C’est à ce moment que Rodin rencontre la jeune Camille Claudel (Izïa Higelin), celle qui sera son élève la plus talentueuse et sa maîtresse. Un rapport que Rodin alimente en même temps qu’il partage sa vie avec Rose (Séverine Caneele), sa compagne de toujours, avec laquelle il maintient une relation presque paternelle.
Pendant près de deux longues heures, le film se centre sur les relations amoureuses de Rodin et sa passion pour la sculpture. Avec ce long-métrage, le réalisateur Jacques Doillon ne présente pas une biographie, mais la facette la plus humaine du sculpteur. Un homme plein de doutes, qui s’inspire des femmes et de la nature pour construire son œuvre artistique. C’est ainsi un autre Rodin que Doillon nous expose, bien différent de celui que Gérard Depardieu a interprété en 1988 dans le film "Camille Claudel" de Bruno Nuytten.
Le constat
Il n´y a pas unanimité sur le résultat du film. Spectateurs et critiques sortent partagés de la salle de cinéma. Le journal Le Monde fait l’éloge de Jacques Doillon pour avoir "éviter le piège du biopic". Le Figaro note qu’il n’y a "rien de spectaculaire dans ce Rodin de cinéma" et "rien même de vraiment dramatique". "C'est un homme au travail. Mais quel homme, et quel travail!", écrit Marie-Noëlle Tranchant, en parlant d’un film "captivant".
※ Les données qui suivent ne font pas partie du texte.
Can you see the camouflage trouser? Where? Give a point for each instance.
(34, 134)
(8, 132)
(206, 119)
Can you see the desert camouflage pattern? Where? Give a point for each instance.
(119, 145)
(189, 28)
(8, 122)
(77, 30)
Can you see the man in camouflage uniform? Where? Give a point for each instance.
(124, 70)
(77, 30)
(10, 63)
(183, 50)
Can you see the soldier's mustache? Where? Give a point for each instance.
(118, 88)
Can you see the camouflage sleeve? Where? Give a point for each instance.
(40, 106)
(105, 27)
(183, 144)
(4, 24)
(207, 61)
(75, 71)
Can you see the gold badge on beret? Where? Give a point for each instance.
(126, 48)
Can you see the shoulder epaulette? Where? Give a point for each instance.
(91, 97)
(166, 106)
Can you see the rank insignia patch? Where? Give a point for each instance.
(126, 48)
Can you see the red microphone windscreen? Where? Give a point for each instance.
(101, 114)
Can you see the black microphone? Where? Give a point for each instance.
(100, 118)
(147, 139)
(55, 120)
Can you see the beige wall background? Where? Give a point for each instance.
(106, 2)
Le film obtient moins de cinq sur dix sur le site IMDB et moins de deux étoiles sur cinq de la part des lecteurs du site français Allociné. Une des critiques les plus sévères vient du journal britannique The Guardian. "La seule passion que ce film est susceptible de déclencher est le fait que les spectateurs se précipitent au guichet pour réclamer un remboursement", écrit le journaliste Peter Bradshaw.
En sortant du genre qu´est la biographie et en présentant en Rodin plus humain avec quelques épisodes de sa vie personnelle, Jacques Doillon réalise un long-métrage qui ne fait pas l’unanimité.
À découvrir pour les plus courageux à partir de ce jeudi 9 novembre dans les salles de cinéma du Portugal.